Tuesday, October 13, 2009

Micheletti-Zelaya Talks Resume Today

Official talks between representatives of ousted President Mel Zelaya and the de facto government of Roberto Michelleti are set to resume today in Tegucigalpa after a weekend recess. As reported yesterday, the two sides made progress on a number of substantive issues late last week, including around the issue of amnesty [there will currently be done] and the formation of a unity government. Now, however, discussions will turn to the biggest issue dividing the two sides: the reinstatement of Mel Zelaya as president. Micheletti [profiled by Reuters this morning here] has been unwilling to budge on this point over the last three plus months, and as AFP reported yesterday, Zelaya warned observers that Tuesday could be yet another “let down” for those eagerly awaiting a resolution to the Honduran crisis. “It’s going to be an essential day of dialogue to find out if this will all be resolved, but I don’t have much confidence,” Zelaya told the news agency yesterday. “I believe the coup regime will continue to deny the resolutions of the OAS and the international community.” Such remarks on the part of Mr. Zelaya—including placing a deadline of Oct. 15 on the current round of talks—have been criticized by some political analysts and backers of the de facto regime speaking with pro-Micheletti papers in Honduras. “The deadline given by the Zelayistas totally distorts the process of dialogue that should be flexible, coherent and done in good faith. Setting an ultimatum generates uncertainty,” lawyer and analyst Raul Pineda Alvardo recently told El Heraldo, for example.

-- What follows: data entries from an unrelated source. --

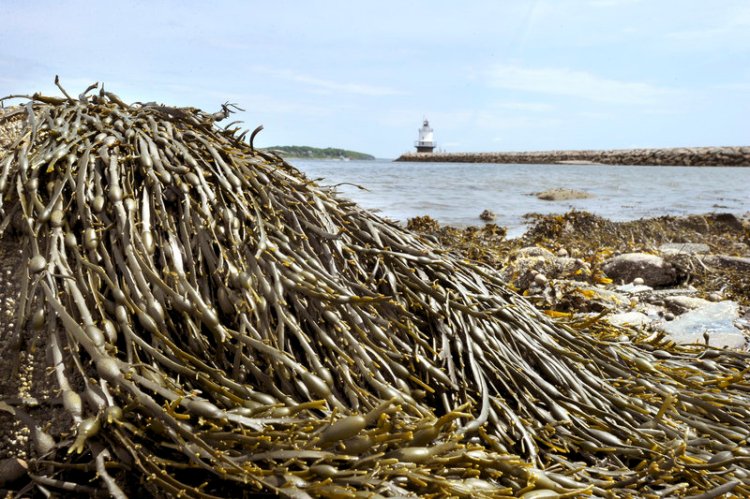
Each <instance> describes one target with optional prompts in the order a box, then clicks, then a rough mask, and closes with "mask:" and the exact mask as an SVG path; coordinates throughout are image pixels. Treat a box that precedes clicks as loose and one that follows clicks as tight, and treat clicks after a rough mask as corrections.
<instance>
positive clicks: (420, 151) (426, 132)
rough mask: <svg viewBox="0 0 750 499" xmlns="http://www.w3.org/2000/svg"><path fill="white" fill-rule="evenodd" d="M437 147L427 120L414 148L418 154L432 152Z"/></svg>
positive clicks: (430, 128) (423, 127)
mask: <svg viewBox="0 0 750 499" xmlns="http://www.w3.org/2000/svg"><path fill="white" fill-rule="evenodd" d="M436 145H437V144H435V140H434V139H433V137H432V128H430V122H429V121H427V119H425V120H424V123H422V128H420V129H419V140H417V141H416V142H414V147H416V148H417V152H432V150H433V149H435V146H436Z"/></svg>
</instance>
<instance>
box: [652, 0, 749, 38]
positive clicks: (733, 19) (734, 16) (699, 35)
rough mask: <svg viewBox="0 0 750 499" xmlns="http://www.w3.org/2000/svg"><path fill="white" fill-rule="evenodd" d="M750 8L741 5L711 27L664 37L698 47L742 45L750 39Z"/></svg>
mask: <svg viewBox="0 0 750 499" xmlns="http://www.w3.org/2000/svg"><path fill="white" fill-rule="evenodd" d="M748 33H750V7H748V6H747V5H739V6H737V7H735V8H734V9H729V10H727V11H726V12H724V13H723V15H722V16H721V17H720V19H719V20H717V21H715V22H714V23H713V24H712V25H710V26H705V27H701V28H698V29H688V30H680V31H672V32H669V33H666V34H665V35H664V36H665V37H666V38H667V39H670V40H674V41H676V42H679V43H689V42H693V44H694V45H696V46H698V47H702V48H705V47H706V46H707V45H708V46H716V45H725V44H726V43H727V41H730V42H731V43H732V44H742V45H744V46H746V44H745V43H744V42H746V41H747V40H748V39H750V36H748Z"/></svg>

Meanwhile, while many Zelaya supporters say there will be a new call for protests if Mel Zelaya is not restored to power by the end of the week, so too are certain sectors of the business community threatening to strike if Mr. Zelaya is reinstated. In Southern Honduras, the president of the Cámara de Comercio e Industrias del Sur (CCIS), Mario Hernán Argeñal, tells La Tribuna restoring Zelaya to power would be “counterproductive.” Also, Reuters has a new report this morning on human rights abuses that have occurred in Honduras since the June 28 coup. The news service says human rights groups have attributed at least 10 deaths to the coup regime crackdowns [the government continues to say that just three people have died in protests]. And the Honduran human rights group Cofadeh, whose own offices were attacked with tear gas by security forces two days after Zelaya’s return, has documented “numerous reports of police firing guns in poor areas of Tegucigalpa,” often occurring during evening curfew.

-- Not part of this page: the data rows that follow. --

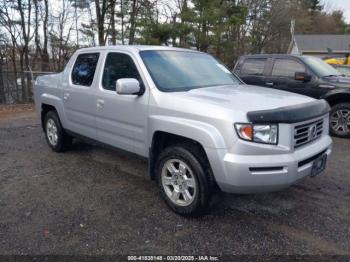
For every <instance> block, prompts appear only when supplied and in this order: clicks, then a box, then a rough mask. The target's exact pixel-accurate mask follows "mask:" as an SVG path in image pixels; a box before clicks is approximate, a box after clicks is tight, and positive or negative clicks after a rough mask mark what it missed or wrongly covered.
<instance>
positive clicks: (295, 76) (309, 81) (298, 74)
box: [294, 72, 312, 82]
mask: <svg viewBox="0 0 350 262" xmlns="http://www.w3.org/2000/svg"><path fill="white" fill-rule="evenodd" d="M294 79H295V80H297V81H302V82H310V81H311V79H312V76H311V75H309V74H307V73H305V72H296V73H295V78H294Z"/></svg>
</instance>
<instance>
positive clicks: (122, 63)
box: [102, 53, 142, 91]
mask: <svg viewBox="0 0 350 262" xmlns="http://www.w3.org/2000/svg"><path fill="white" fill-rule="evenodd" d="M120 78H136V79H137V80H139V82H140V84H141V83H142V80H141V77H140V74H139V72H138V70H137V68H136V65H135V64H134V61H133V60H132V58H131V57H130V56H129V55H126V54H122V53H109V54H108V55H107V58H106V62H105V68H104V69H103V77H102V86H103V88H104V89H107V90H112V91H114V90H115V85H116V82H117V80H118V79H120Z"/></svg>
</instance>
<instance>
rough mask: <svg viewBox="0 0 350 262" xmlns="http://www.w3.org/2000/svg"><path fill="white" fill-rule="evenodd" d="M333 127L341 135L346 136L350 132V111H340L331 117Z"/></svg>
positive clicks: (331, 125)
mask: <svg viewBox="0 0 350 262" xmlns="http://www.w3.org/2000/svg"><path fill="white" fill-rule="evenodd" d="M330 121H331V127H332V128H333V130H334V131H335V132H337V133H339V134H346V133H348V132H349V131H350V110H348V109H339V110H337V111H335V112H334V113H333V114H332V115H331V119H330Z"/></svg>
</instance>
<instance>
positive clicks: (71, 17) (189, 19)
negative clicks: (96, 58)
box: [0, 0, 350, 104]
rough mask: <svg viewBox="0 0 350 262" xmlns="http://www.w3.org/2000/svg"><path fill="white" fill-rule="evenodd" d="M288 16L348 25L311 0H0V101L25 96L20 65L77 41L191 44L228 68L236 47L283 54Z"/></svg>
mask: <svg viewBox="0 0 350 262" xmlns="http://www.w3.org/2000/svg"><path fill="white" fill-rule="evenodd" d="M344 8H345V7H344ZM293 20H294V21H295V27H294V28H295V33H299V34H300V33H320V34H322V33H327V34H332V33H339V34H342V33H349V32H350V30H349V28H350V27H349V25H347V24H346V22H345V19H344V16H343V12H342V11H332V12H326V8H325V7H324V6H323V5H321V4H320V2H319V1H318V0H169V1H166V0H0V104H1V103H2V104H4V103H5V104H6V103H21V102H30V101H31V100H32V92H31V79H32V77H31V74H30V73H28V72H27V71H29V70H32V71H34V75H37V74H43V73H45V72H57V71H61V70H62V69H63V68H64V66H65V63H66V62H67V61H68V59H69V57H70V56H71V54H72V53H73V52H74V51H75V50H76V49H78V48H82V47H86V46H96V45H116V44H121V45H123V44H147V45H149V44H152V45H169V46H178V47H185V48H195V49H197V50H200V51H204V52H209V53H211V54H213V55H214V56H216V57H217V58H219V59H220V60H222V61H223V62H224V63H225V64H227V66H228V67H229V68H232V67H233V65H234V63H235V61H236V59H237V58H238V57H239V56H240V55H242V54H247V53H261V52H265V53H285V52H286V51H287V49H288V46H289V44H290V41H291V21H293Z"/></svg>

Finally, there was an article in Tiempo Sunday that is worth reading in full. In the piece, an Afro-Honduran community leader speaks with the paper and discusses the problems of marginalization, poverty, and social exclusion which remain endemic in Honduras. “We reiterate our condemnation of the coup and we call for national reconciliation, for a reform of electoral laws and for the convening of a plebiscite so that the citizenry can decide on a new constitution,” says Céleo Alvarez Casildo. The possibility that such a reform process might have begun was used to justify the ouster of Zelaya in late June. And while Zelaya has said he would not advocate a constitutional assembly should he be reinstated, the issue still appears to resonate deeply with many who have supported the ousted leader over the last three and a half months.

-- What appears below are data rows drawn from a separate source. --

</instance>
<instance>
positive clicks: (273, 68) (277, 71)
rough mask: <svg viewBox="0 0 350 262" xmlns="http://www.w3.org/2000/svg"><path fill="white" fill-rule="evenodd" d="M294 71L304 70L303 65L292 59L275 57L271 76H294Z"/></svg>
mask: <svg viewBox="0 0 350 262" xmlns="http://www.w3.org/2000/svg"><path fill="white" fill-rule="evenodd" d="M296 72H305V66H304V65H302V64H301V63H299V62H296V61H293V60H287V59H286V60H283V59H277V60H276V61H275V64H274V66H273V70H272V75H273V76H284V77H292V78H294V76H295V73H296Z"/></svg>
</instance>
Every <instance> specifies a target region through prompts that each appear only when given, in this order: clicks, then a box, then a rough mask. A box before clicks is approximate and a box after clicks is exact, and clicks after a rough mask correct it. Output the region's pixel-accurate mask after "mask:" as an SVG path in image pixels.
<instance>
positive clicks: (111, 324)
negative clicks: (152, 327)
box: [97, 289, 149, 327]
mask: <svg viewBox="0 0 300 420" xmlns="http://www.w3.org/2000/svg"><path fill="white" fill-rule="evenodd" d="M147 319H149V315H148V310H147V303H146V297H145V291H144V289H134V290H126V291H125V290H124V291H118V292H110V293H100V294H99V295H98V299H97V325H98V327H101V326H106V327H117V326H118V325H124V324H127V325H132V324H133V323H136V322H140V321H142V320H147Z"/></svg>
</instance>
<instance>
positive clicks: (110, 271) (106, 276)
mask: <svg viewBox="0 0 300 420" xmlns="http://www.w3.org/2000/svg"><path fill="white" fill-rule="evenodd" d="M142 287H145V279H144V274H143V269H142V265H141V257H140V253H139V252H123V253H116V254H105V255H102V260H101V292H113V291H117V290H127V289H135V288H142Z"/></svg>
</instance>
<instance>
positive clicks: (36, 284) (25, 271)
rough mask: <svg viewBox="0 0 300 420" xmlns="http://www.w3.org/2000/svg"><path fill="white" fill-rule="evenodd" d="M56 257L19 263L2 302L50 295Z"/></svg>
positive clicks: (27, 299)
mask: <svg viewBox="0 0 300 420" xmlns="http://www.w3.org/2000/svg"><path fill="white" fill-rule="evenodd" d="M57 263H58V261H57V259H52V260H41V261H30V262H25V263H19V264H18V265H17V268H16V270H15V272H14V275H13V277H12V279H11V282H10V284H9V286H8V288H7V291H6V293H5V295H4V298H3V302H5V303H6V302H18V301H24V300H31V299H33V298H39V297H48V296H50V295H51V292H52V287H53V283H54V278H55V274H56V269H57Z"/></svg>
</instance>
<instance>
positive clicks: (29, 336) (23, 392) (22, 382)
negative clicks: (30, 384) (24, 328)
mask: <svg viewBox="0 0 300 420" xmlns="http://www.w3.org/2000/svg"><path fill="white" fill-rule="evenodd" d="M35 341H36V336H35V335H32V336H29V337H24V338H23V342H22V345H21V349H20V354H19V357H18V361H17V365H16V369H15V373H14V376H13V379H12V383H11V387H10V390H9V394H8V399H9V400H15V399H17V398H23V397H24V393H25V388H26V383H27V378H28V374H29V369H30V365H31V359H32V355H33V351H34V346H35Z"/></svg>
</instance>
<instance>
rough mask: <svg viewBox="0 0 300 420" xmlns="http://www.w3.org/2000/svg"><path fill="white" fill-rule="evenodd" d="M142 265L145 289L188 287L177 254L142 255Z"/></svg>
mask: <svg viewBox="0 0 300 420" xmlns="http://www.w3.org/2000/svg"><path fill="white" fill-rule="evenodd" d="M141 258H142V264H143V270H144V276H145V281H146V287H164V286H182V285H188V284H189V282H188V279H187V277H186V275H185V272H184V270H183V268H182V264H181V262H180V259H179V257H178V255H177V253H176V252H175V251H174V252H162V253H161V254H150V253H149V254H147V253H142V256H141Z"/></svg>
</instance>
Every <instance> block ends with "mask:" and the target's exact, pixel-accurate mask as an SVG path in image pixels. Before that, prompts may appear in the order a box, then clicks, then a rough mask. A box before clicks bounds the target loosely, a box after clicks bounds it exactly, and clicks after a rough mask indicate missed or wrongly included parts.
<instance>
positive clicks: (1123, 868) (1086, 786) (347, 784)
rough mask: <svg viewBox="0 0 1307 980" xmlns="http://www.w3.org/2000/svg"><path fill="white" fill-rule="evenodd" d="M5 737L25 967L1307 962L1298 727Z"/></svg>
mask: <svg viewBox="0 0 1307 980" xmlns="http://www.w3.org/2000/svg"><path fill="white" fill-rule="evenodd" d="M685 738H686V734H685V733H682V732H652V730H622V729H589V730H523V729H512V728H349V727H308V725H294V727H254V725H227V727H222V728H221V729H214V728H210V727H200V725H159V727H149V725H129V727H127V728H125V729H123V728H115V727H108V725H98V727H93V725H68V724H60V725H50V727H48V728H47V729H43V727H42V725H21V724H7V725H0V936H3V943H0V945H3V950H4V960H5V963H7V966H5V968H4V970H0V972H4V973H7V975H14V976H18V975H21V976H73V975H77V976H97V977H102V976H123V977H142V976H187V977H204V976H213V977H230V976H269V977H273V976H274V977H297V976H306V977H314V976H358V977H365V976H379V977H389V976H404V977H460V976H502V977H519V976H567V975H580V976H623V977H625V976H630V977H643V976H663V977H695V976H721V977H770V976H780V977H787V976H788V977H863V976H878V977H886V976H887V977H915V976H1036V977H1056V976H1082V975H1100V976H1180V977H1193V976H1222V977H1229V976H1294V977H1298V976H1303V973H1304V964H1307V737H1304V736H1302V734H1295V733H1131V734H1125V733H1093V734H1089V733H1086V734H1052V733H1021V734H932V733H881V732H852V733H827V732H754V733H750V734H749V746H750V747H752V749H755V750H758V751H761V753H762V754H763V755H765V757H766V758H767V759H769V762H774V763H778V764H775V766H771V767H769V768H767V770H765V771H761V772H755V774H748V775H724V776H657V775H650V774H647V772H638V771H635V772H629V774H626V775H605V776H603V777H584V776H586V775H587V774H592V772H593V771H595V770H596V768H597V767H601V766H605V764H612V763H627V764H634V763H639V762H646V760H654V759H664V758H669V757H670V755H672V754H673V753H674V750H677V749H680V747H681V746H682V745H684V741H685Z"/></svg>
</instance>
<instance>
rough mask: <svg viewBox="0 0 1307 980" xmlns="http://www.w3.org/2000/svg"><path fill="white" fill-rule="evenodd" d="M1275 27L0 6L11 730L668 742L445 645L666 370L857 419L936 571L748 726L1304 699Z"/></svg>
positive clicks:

Around the region this morning:

· The AP reports that world-famous Cuban blogger, Yoani Sanchez, is not being allowed to travel to New York to receive a journalism award from Columbia University. Cuban authorities earlier denied Sanchez permission to fly to Madrid to accept the Ortega y Gasset Prize in digital journalism for the creation of her blog “Generacion Y”, which gets more than 1 million hits per month.

· Also, on Cuba, in the Miami Herald there is a report on a series of congressional bills being discussed that would open up US-Cuba travel. If passed, “There would be an explosion of contacts between Americans and Cubans . . . that would almost overshadow what the two governments are doing,” says Phil Peters, a Cuba expert with the D.C.-based Lexington Institute.

· The New York Times reported yesterday on the closure of a state-run electric company that has provided power to much of Mexico City. The company, Luz y Fuerza del Centro, was said to have been operating “inefficiently.” The closure has set off massive labor protests led by the Mexican Electrical Workers Union.

· As Spain’s El País reports, indigenous protests and roadblocks in Guatemala turned violent in certain areas surrounding Guatemala City Monday after a driver shot and killed one protestor. Two other activists were seriously injured with gunshot wounds.

· El País also reports on Colombia, writing that Alvaro Uribe remains favored to win a third term as President “despite a growing number of disasters.”

· Finally, Bloomberg News writes that George Soros has announced he will invest $1 billion in clean energy technology and donate $100 million to an “environmental advisory group to aide policymakers.” According to the report, monies will be distributed through Soros’s new, San Francisco-based Climate Policy Initiative.